R v Codere (1916) 12 Cr App R 21
Defence of insanity not applicable where accused aware of the nature and quality of actions
C appealed against his conviction for murder. At trial, expert witnesses had disagreed on whether he could be certified as insane.
According to the “M’Naghtenrules” (see R v McNaughten 8 E.R. 718) an insanity defence requires proof that the accused did not appreciate “nature and quality” of the act committed or, did not know what he was doing was wrong. Therefore, if it is clear that the accused was aware that the act was wrong and contrary to the law of the land then he is liable to be punished. On appeal, counsel for C argued that C’s conduct before and after the murder, as narrated by various witnesses, pointed to the conclusion that he was not aware that the act was wrong. As C was incapable of understanding the heinousness of his actions it was argued that the defence of insanity should apply.

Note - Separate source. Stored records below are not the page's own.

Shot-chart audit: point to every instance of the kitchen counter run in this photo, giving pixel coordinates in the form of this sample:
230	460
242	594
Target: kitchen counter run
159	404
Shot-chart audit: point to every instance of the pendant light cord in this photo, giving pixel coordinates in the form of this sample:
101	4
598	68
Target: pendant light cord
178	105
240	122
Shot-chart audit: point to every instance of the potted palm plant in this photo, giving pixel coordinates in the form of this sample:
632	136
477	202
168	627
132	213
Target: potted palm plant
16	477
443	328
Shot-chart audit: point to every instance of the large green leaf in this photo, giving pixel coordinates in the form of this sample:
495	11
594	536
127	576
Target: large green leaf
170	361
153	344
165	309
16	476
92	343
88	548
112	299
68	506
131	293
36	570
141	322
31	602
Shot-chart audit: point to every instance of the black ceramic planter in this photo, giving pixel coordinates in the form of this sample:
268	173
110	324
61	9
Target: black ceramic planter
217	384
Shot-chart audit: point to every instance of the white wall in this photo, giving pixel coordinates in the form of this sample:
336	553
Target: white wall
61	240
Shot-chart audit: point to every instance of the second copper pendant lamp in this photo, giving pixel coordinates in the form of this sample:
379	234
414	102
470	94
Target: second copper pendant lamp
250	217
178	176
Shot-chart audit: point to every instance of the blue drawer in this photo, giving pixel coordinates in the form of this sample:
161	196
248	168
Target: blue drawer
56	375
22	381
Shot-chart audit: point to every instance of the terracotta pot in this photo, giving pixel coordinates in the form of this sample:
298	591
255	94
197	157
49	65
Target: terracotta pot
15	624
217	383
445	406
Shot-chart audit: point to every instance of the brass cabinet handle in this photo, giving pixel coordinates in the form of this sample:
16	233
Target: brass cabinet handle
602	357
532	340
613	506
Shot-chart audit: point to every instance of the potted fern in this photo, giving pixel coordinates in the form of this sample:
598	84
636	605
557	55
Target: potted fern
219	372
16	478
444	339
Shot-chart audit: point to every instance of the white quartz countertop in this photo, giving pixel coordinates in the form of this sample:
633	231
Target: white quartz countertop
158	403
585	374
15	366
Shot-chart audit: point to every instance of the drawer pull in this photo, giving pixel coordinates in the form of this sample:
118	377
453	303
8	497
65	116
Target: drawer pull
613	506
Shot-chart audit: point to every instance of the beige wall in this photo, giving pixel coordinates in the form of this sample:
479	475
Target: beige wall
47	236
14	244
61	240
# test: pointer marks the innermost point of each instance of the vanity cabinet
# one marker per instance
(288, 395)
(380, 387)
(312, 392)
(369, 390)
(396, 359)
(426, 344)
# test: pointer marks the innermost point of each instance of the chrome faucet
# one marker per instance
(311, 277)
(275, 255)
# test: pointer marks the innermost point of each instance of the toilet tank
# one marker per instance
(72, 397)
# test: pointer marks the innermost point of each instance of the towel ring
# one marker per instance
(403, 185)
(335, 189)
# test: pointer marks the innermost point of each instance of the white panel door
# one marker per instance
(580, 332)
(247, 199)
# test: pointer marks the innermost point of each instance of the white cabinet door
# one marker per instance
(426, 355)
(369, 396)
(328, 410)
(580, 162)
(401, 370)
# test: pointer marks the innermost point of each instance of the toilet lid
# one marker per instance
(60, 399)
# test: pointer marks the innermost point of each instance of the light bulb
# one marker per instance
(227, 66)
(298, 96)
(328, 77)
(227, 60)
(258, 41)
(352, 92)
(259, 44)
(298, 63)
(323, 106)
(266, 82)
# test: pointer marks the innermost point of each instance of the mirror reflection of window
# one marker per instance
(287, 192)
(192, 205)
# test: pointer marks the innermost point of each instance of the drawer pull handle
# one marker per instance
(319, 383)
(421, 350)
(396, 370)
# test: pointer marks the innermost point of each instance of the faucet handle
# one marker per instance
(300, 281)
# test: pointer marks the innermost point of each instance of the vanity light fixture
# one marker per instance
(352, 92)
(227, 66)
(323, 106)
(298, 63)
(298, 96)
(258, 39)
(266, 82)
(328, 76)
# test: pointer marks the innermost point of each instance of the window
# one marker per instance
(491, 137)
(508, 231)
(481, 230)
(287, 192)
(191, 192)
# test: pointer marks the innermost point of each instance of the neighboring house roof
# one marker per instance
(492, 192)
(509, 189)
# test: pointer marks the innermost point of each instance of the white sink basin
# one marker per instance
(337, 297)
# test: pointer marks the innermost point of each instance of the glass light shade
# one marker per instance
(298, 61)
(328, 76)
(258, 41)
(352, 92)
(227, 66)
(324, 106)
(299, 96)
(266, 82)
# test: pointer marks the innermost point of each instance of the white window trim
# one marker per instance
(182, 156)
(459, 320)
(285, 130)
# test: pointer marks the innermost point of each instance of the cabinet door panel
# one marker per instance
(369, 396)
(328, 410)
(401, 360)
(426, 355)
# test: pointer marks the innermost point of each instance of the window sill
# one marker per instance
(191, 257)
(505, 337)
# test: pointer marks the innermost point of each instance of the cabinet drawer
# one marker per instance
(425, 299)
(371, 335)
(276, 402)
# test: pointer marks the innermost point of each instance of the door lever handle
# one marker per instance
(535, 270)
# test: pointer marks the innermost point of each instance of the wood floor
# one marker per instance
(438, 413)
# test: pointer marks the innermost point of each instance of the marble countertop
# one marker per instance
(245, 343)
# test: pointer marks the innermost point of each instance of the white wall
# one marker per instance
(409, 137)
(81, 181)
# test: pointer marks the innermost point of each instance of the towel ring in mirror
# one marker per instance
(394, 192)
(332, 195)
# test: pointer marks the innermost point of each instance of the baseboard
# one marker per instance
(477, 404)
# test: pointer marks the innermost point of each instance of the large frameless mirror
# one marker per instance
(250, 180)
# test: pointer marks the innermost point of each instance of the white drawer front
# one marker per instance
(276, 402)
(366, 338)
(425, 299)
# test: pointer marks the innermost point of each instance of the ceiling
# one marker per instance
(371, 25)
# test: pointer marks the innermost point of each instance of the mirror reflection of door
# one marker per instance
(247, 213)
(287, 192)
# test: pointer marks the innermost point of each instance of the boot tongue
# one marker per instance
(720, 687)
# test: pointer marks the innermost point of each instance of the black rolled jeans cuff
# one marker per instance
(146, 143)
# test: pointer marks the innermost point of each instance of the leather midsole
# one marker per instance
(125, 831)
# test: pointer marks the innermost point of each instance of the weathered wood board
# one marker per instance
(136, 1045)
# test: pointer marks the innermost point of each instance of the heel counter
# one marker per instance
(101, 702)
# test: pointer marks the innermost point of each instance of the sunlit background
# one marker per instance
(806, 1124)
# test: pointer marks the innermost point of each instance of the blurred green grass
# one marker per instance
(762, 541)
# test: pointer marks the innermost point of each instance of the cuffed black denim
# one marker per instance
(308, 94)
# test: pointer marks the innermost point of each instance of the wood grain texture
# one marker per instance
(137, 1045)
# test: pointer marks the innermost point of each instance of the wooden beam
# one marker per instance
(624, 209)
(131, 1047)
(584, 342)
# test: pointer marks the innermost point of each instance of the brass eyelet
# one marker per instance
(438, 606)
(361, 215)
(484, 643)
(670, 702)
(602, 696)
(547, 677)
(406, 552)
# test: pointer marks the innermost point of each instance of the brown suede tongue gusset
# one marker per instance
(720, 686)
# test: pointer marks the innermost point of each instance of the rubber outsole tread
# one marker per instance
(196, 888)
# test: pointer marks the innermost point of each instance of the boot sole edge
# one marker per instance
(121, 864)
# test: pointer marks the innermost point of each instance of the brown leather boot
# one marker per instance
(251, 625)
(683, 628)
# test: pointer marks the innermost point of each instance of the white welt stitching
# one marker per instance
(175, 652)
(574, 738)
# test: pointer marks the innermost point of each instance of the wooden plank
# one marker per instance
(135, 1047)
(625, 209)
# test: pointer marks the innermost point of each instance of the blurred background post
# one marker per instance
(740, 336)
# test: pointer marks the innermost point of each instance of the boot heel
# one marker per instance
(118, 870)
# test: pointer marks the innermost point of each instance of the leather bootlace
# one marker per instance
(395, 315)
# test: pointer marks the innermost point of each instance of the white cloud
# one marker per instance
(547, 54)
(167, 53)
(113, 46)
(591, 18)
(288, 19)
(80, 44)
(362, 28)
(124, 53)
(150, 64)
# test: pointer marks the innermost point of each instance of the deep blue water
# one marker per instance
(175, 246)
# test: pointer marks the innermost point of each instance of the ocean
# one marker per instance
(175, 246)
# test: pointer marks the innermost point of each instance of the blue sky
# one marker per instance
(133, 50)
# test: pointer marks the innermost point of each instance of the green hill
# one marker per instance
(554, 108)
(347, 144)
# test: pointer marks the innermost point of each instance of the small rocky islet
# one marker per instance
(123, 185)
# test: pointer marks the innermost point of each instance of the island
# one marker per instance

The Court considered the meaning of the words “nature and quality” in the M’Naghten rules and held that the Court in that case did not intend to distinguish between the physical and moral aspects of the act. If C understood the physical nature of the act it then ought to be considered whether he knew it was wrong. If he was aware that the act was wrong in law then he could be considered aware that he ought not to do it. On the available evidence, the Court held that whilst it was clear that C was “abnormal mentally” there was sufficient evidence that he was conscious that the act was wrong and contrary to law. The appeal was accordingly dismissed.